URBAN ALIENATION, FEMALE RESISTANCE, MEDIA AND TRAUMA IN IMTIAZ'S KARACHI, YOU'RE KILLING ME!
Keywords:
urban alienation, female resistance, media commodification, trauma narratives, journalistic satire, Karachi urban culture, feminist counter-narrative, postcolonial urbanism, intersectionality, Patricia Hill Collins, violence and precarity, satire and resistance, South Asian fiction.Abstract
Saba Imtiaz's Karachi, You're Killing Me! (2014) captures the fractured rhythms of urban life in Pakistan's largest metropolis, where the city itself functions as both backdrop and protagonist in a narrative of alienation, resistance, and survival. Through the lens of Ayesha Khan, a young female journalist negotiating the precarious terrain of Karachi's media landscape, the text foregrounds the intersections of trauma, gender, and urban dislocation. The novel situates female resistance within a city marked by violence, corruption, and patriarchal structures, while simultaneously exposing the ways in which media both documents and perpetuates trauma.
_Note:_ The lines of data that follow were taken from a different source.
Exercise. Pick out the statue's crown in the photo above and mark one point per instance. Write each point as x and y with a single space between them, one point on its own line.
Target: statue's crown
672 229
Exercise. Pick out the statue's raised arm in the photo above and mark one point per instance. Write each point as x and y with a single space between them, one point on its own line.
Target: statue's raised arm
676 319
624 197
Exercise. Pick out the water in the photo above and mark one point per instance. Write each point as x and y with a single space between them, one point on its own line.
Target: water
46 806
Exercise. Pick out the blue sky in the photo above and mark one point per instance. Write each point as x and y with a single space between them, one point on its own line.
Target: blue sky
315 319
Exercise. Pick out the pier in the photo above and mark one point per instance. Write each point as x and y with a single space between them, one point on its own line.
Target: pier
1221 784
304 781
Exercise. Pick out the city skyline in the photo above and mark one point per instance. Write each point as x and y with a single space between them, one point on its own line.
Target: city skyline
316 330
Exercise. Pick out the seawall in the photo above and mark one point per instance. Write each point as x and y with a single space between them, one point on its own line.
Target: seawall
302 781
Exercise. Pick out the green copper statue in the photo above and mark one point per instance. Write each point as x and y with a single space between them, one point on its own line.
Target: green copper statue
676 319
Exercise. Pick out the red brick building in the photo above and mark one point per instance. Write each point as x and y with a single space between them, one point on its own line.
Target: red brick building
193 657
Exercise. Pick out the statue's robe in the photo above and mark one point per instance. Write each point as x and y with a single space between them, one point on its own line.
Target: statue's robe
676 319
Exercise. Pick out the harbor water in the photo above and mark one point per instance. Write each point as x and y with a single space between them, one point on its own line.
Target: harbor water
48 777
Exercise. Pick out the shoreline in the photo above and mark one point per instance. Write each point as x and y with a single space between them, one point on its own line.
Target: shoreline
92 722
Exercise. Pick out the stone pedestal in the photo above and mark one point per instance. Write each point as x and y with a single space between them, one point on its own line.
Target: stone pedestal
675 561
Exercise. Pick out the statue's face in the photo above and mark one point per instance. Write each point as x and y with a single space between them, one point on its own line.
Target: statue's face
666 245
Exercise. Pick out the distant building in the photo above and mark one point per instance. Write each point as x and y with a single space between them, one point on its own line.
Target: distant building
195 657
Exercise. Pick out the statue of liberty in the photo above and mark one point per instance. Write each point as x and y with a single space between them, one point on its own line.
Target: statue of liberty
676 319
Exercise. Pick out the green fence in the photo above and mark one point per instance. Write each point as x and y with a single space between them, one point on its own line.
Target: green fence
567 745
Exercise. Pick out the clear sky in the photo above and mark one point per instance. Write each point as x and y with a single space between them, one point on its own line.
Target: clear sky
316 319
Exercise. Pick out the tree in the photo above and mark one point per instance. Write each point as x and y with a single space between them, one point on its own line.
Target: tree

This article explores how Imtiaz's narrative articulates urban alienation as a lived reality, how female resistance emerges as a counter-discourse to systemic oppression, and how trauma is mediated through both personal experience and collective memory. Drawing on Patricia Hill Collins's theoretical framework of intersectionality, alongside critical insights from Khamsa Qasim, Elizabeth Grosz, Angela Davis, Aniqa Mushtaq, Toqeer Ahmad, Leslie Kern, and Sara Ahmed, the study situates the novel within broader debates on gender, urbanity, and media representation. The article argues that Karachi, You're Killing Me! not only narrates the struggles of a single woman but also illuminates the structural conditions that shape female subjectivity in contemporary South Asian cities. Ultimately, the novel becomes a site where trauma is both narrated and resisted, where the city's violence is confronted through the resilience of female voices, and where media becomes a contested terrain of representation and survival.